Сухари выложили на стол, вынимая из пакетов, мешочков и коробочек, и каждый выбирал по своему вкусу - белые, ржаные, нарезанные кубиками, квадратиками и длинными ломтиками.
- Ух ты, бородинские, с кориандром! - восхитился Альберт. - Порадовали, ребята....
- А я сдобных насушил, с изюмом и орехами, - похвастался кто-то. - Сейчас найду, они в мешочке полотняном, голубеньком, я помню. Только... их почему-то нет. А где ж они?
В голосе говорившего звучало искреннее недоумение. Сдобные сухари искали всей группой, перетряхнув содержимое сухарного рюкзака, но голубой мешочек как сквозь землю провалился. Наконец все глаза обратились к экипажу тридцать седьмой лодки, за которой числился рюкзак «НЗ». Тридцать седьмая сделала непонимающий вид...

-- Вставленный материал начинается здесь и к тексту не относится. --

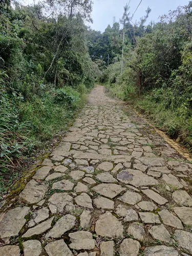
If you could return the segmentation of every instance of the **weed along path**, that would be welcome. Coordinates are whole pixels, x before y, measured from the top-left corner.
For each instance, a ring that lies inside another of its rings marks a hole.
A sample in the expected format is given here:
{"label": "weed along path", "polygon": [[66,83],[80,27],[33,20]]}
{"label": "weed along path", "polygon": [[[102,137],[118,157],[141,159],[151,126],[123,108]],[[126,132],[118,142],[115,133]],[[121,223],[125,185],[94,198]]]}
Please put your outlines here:
{"label": "weed along path", "polygon": [[92,91],[2,212],[1,255],[192,255],[192,164],[124,108]]}

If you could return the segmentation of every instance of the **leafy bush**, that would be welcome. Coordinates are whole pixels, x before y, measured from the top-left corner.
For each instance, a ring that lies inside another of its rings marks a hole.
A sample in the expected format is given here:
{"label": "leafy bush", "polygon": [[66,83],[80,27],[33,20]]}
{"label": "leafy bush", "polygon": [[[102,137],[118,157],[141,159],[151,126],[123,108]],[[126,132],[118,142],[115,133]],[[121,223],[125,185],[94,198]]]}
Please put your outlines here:
{"label": "leafy bush", "polygon": [[23,100],[21,95],[14,91],[10,97],[0,85],[0,158],[6,165],[13,164],[33,146],[28,138],[30,123],[21,121],[19,118],[19,106]]}
{"label": "leafy bush", "polygon": [[80,100],[80,93],[71,87],[63,87],[55,91],[55,103],[63,104],[66,108],[74,109]]}

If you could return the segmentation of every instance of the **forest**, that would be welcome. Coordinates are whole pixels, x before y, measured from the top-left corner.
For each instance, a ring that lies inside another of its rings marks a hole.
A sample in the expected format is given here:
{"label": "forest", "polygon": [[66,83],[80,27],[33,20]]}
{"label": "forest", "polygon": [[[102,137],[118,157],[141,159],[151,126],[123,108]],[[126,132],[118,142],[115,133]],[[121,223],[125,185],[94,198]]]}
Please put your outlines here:
{"label": "forest", "polygon": [[150,7],[134,23],[130,8],[126,5],[119,22],[104,33],[89,34],[89,53],[101,72],[98,80],[111,96],[127,101],[191,149],[192,2],[162,15],[157,23],[150,22]]}
{"label": "forest", "polygon": [[156,24],[150,7],[134,23],[126,5],[103,33],[90,27],[93,4],[0,2],[1,193],[96,83],[192,147],[192,2]]}
{"label": "forest", "polygon": [[92,2],[0,2],[0,190],[65,131],[94,83],[86,22]]}

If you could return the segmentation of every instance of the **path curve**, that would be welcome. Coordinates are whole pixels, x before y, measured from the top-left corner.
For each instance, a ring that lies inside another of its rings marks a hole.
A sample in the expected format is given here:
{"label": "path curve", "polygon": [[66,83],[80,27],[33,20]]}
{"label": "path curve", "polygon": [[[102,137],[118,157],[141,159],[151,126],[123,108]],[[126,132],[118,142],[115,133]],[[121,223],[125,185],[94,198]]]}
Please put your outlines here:
{"label": "path curve", "polygon": [[0,255],[192,255],[192,164],[104,91],[2,214]]}

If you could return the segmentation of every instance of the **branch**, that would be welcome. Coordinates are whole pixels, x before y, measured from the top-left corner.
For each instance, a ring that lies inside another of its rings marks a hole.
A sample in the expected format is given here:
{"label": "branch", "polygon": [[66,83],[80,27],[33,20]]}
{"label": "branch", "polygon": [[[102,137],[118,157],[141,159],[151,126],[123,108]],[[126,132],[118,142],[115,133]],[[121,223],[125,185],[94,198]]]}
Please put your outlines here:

Лодок в группе было семь, экипажи именовались по номерам лодок, дежурства по лагерю (разведение костра, приготовление завтрака, обеда и ужина и охрана лагерного имущества) устанавливались в соответствии с номерами, по возрастающей: в первый день дежурила о лодка под номером пять, во второй - двадцать первая, потом тридцать шестая, тридцать седьмая, семьдесят шестая, девяносто вторая и сто тридцать восьмая, далее снова дежурила пятая лодка - и так все 15 дней, до конца похода.
Последнее дежурство оказалось лишним, и Альберт во всеуслышанье объявил, что дежурить будет экипаж, который последним покинет стоянку (при отплытии с места днёвки) - то есть самый недисциплинированный. Таким образом, лишнее дежурство станет справедливым наказанием. С того дня экипажи оказывались последними с переменным успехом, и только тридцать седьмая лодка со всех стоянок отплывала первой, что всегда было в группе поводом для шуток: первыми отплывают самые ленивые.

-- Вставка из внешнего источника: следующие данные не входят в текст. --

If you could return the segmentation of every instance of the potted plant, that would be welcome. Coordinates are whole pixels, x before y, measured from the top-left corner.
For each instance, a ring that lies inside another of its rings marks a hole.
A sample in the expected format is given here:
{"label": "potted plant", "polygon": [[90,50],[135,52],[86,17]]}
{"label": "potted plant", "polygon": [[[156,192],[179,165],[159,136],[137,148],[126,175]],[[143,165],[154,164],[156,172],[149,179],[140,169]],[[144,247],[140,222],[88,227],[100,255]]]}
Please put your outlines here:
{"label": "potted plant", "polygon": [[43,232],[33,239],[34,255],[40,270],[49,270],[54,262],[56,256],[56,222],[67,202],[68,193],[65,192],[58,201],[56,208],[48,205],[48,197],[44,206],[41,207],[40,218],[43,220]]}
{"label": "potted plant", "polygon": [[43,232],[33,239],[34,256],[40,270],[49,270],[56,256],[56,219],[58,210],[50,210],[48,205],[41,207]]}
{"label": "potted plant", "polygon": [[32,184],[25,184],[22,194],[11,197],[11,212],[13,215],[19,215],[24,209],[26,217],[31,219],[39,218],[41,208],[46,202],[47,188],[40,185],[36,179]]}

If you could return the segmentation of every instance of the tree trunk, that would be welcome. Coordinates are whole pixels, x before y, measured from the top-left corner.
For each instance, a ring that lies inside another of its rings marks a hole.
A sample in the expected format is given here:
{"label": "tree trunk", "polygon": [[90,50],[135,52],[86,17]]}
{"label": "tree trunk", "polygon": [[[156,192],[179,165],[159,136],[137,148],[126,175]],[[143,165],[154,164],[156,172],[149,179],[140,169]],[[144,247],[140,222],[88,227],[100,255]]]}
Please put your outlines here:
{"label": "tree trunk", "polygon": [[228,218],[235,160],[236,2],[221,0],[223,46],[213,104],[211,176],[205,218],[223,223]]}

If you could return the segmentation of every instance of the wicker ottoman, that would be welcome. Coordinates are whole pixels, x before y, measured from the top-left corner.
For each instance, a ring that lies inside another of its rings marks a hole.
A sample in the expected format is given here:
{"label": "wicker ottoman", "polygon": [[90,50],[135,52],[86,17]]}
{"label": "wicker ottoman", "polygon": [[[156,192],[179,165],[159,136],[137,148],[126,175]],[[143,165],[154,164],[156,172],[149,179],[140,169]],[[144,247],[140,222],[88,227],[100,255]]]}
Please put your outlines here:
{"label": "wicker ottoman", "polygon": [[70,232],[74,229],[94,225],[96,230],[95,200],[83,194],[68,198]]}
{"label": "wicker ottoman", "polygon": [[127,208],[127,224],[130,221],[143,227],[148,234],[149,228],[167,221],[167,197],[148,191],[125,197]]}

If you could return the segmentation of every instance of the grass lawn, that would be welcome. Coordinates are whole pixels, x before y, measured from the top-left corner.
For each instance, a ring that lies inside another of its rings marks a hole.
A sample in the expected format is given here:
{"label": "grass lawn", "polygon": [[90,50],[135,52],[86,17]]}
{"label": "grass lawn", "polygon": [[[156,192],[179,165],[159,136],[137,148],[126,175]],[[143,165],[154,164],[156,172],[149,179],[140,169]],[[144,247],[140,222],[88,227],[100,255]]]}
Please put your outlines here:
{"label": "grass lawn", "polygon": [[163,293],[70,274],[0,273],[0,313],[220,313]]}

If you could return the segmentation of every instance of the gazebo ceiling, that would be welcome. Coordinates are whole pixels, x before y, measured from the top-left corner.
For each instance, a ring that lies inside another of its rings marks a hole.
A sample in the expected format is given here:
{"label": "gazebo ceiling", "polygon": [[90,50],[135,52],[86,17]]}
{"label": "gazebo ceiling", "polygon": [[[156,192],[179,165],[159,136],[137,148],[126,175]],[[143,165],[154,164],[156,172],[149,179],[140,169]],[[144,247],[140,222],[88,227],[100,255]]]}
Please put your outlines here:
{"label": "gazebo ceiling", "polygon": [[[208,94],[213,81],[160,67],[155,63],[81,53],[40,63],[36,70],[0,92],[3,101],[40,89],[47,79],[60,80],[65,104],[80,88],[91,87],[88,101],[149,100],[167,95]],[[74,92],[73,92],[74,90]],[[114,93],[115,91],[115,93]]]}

И теперь двадцать четыре пары глаз на экипаж тридцать седьмой и ждали, что они скажут в своё оправдание: сухари-то ведь слопали, в тридцать седьмой всё время что-то жевали! Весь день жевали и хохотали тоже - весь день.

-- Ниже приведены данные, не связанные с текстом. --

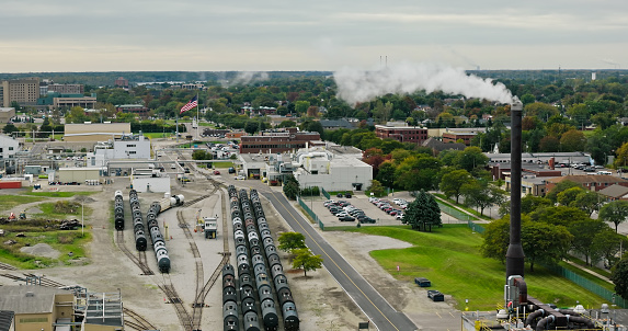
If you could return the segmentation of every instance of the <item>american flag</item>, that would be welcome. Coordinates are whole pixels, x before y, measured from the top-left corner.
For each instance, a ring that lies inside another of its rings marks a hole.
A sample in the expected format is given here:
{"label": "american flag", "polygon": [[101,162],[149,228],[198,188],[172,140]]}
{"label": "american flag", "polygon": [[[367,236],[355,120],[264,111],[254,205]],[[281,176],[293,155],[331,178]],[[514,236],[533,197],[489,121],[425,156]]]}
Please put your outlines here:
{"label": "american flag", "polygon": [[183,114],[183,112],[187,112],[197,105],[198,105],[198,99],[197,99],[197,95],[194,95],[194,98],[192,98],[192,100],[190,100],[190,102],[187,104],[185,104],[184,106],[181,107],[181,113],[179,113],[179,114]]}

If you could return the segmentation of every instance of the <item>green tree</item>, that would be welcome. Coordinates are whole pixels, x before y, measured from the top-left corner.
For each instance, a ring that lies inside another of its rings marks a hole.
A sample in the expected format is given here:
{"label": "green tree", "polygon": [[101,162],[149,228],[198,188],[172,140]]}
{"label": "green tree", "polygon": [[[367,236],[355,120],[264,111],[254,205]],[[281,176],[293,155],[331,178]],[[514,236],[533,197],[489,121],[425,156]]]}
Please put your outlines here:
{"label": "green tree", "polygon": [[[522,217],[525,218],[525,216]],[[484,241],[480,252],[484,258],[491,258],[504,263],[510,242],[510,215],[484,225]]]}
{"label": "green tree", "polygon": [[628,259],[623,259],[613,267],[610,281],[615,284],[615,293],[628,298]]}
{"label": "green tree", "polygon": [[432,227],[441,226],[441,208],[434,196],[423,190],[419,191],[416,198],[403,213],[403,221],[420,231],[432,231]]}
{"label": "green tree", "polygon": [[367,191],[373,193],[375,196],[384,196],[386,193],[386,189],[384,189],[378,180],[372,180],[370,186],[367,189]]}
{"label": "green tree", "polygon": [[575,199],[570,204],[570,206],[582,209],[584,213],[589,214],[589,217],[591,217],[591,214],[600,209],[602,206],[602,196],[593,191],[583,191],[575,196]]}
{"label": "green tree", "polygon": [[19,132],[20,129],[13,125],[13,123],[8,123],[7,125],[4,125],[4,127],[2,128],[2,132],[5,135],[11,135],[12,133]]}
{"label": "green tree", "polygon": [[559,204],[563,206],[569,206],[572,202],[575,201],[575,197],[582,192],[584,192],[584,189],[582,189],[582,186],[567,189],[557,194],[556,199],[558,201]]}
{"label": "green tree", "polygon": [[553,226],[540,221],[522,224],[522,246],[529,271],[534,272],[535,262],[558,263],[567,258],[573,236],[563,226]]}
{"label": "green tree", "polygon": [[529,214],[539,207],[549,207],[552,204],[549,198],[528,194],[522,197],[522,214]]}
{"label": "green tree", "polygon": [[604,221],[613,222],[615,225],[615,232],[617,233],[617,227],[628,217],[628,202],[627,201],[614,201],[604,205],[600,209],[600,218]]}
{"label": "green tree", "polygon": [[299,195],[299,182],[292,174],[287,176],[284,183],[284,194],[289,199],[296,199]]}
{"label": "green tree", "polygon": [[595,251],[595,236],[600,233],[604,228],[608,226],[600,219],[580,219],[570,220],[568,225],[569,231],[573,236],[573,250],[582,255],[586,264],[592,264],[591,256],[597,254]]}
{"label": "green tree", "polygon": [[480,208],[481,215],[484,215],[487,207],[503,203],[506,195],[503,190],[486,180],[471,180],[463,185],[461,192],[465,203]]}
{"label": "green tree", "polygon": [[277,248],[284,252],[292,253],[297,249],[305,249],[306,237],[300,232],[283,232],[277,239],[279,246]]}
{"label": "green tree", "polygon": [[293,251],[295,259],[293,260],[294,269],[302,269],[304,276],[308,276],[308,271],[315,271],[322,267],[321,255],[315,255],[309,249],[296,249]]}
{"label": "green tree", "polygon": [[558,194],[561,193],[564,190],[571,189],[571,187],[582,187],[579,183],[576,182],[572,182],[572,181],[560,181],[558,183],[556,183],[556,186],[553,186],[546,195],[547,198],[549,198],[552,203],[557,203],[558,202]]}
{"label": "green tree", "polygon": [[449,173],[443,175],[441,180],[441,191],[445,193],[446,196],[455,196],[456,203],[463,193],[463,185],[471,180],[471,175],[468,171],[460,169],[454,170]]}

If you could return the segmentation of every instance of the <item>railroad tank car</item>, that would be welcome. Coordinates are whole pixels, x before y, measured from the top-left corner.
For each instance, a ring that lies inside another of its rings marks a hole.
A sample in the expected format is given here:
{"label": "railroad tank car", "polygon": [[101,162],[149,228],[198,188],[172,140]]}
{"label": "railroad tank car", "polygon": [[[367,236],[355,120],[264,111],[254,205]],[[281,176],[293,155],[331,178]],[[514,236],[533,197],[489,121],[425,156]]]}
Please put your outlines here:
{"label": "railroad tank car", "polygon": [[289,288],[288,278],[286,278],[286,275],[277,275],[274,279],[274,283],[276,290],[279,290],[282,288]]}
{"label": "railroad tank car", "polygon": [[260,297],[260,303],[264,300],[273,300],[273,289],[270,285],[265,284],[259,287],[258,296]]}
{"label": "railroad tank car", "polygon": [[279,319],[277,318],[277,309],[275,308],[275,301],[264,300],[262,301],[262,322],[264,323],[265,330],[277,330],[279,324]]}
{"label": "railroad tank car", "polygon": [[231,264],[222,265],[222,278],[225,278],[228,275],[231,275],[231,277],[236,277],[236,271],[233,270],[233,265]]}
{"label": "railroad tank car", "polygon": [[238,295],[236,294],[236,288],[232,286],[222,288],[222,304],[228,301],[236,303],[238,300]]}
{"label": "railroad tank car", "polygon": [[279,300],[279,307],[284,307],[285,303],[294,303],[293,293],[289,288],[282,288],[277,290],[277,299]]}
{"label": "railroad tank car", "polygon": [[168,251],[165,249],[159,250],[155,253],[157,255],[157,265],[159,271],[167,274],[170,272],[170,258],[168,256]]}
{"label": "railroad tank car", "polygon": [[255,285],[258,285],[258,290],[262,286],[271,286],[271,282],[269,281],[269,276],[266,274],[256,274],[255,275]]}
{"label": "railroad tank car", "polygon": [[246,300],[246,299],[252,299],[253,301],[255,301],[255,294],[253,292],[253,286],[241,286],[240,287],[240,299],[241,300]]}
{"label": "railroad tank car", "polygon": [[236,247],[236,256],[240,256],[240,255],[249,256],[249,250],[247,250],[246,246]]}
{"label": "railroad tank car", "polygon": [[261,254],[262,253],[262,248],[259,246],[252,247],[251,248],[251,255],[255,255],[255,254]]}
{"label": "railroad tank car", "polygon": [[282,307],[282,315],[284,316],[284,329],[286,331],[299,330],[299,315],[294,303],[286,303]]}
{"label": "railroad tank car", "polygon": [[277,265],[277,264],[282,264],[282,261],[279,260],[279,255],[277,254],[272,254],[271,256],[266,256],[266,259],[269,259],[269,265],[271,267],[273,267],[273,265]]}
{"label": "railroad tank car", "polygon": [[124,230],[124,217],[117,217],[116,215],[114,225],[116,230]]}
{"label": "railroad tank car", "polygon": [[266,238],[262,239],[262,243],[264,246],[264,249],[266,249],[266,247],[269,247],[269,246],[275,246],[275,241],[271,237],[266,237]]}
{"label": "railroad tank car", "polygon": [[264,265],[264,263],[256,264],[255,266],[253,266],[253,274],[255,274],[255,275],[267,274],[266,266]]}
{"label": "railroad tank car", "polygon": [[253,278],[251,278],[251,275],[243,274],[240,277],[240,287],[242,286],[251,286],[251,288],[253,287]]}
{"label": "railroad tank car", "polygon": [[269,247],[266,247],[265,249],[266,251],[266,258],[271,256],[272,254],[277,254],[277,248],[275,248],[274,244],[269,244]]}
{"label": "railroad tank car", "polygon": [[244,321],[242,322],[244,331],[260,331],[260,321],[258,320],[256,312],[244,313]]}
{"label": "railroad tank car", "polygon": [[249,311],[258,313],[258,308],[255,307],[255,299],[253,298],[246,298],[242,300],[242,313],[247,313]]}
{"label": "railroad tank car", "polygon": [[254,254],[253,258],[251,258],[251,264],[253,264],[253,267],[258,264],[264,265],[264,256],[262,256],[262,254]]}
{"label": "railroad tank car", "polygon": [[222,306],[224,330],[240,330],[238,327],[238,305],[228,301]]}
{"label": "railroad tank car", "polygon": [[271,266],[271,276],[275,279],[278,275],[284,275],[284,267],[282,264],[275,264]]}
{"label": "railroad tank car", "polygon": [[146,235],[144,230],[136,230],[135,231],[135,249],[138,251],[146,251],[146,247],[148,246],[148,241],[146,240]]}

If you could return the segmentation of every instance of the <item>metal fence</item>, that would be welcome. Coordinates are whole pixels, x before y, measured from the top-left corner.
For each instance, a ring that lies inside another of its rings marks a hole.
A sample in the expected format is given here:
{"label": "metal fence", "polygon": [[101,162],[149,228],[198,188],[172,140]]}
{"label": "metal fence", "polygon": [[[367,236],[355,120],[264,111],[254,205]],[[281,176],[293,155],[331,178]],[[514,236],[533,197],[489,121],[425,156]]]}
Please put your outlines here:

Тридцать седьмая, вопреки ожиданиям, оправдываться не спешила. Мурат невозмутимо глядел своими чёрными глазищами и жевал еловую веточку. А может, сосновую. Тася и Маша молчали и глупо хихикали. Тоша, глумливо ухмыляясь, вывернул карманы джинсов - жестом заправского фокусника, и проделал то же самое со штормовкой. У него это получилось красиво и артистично.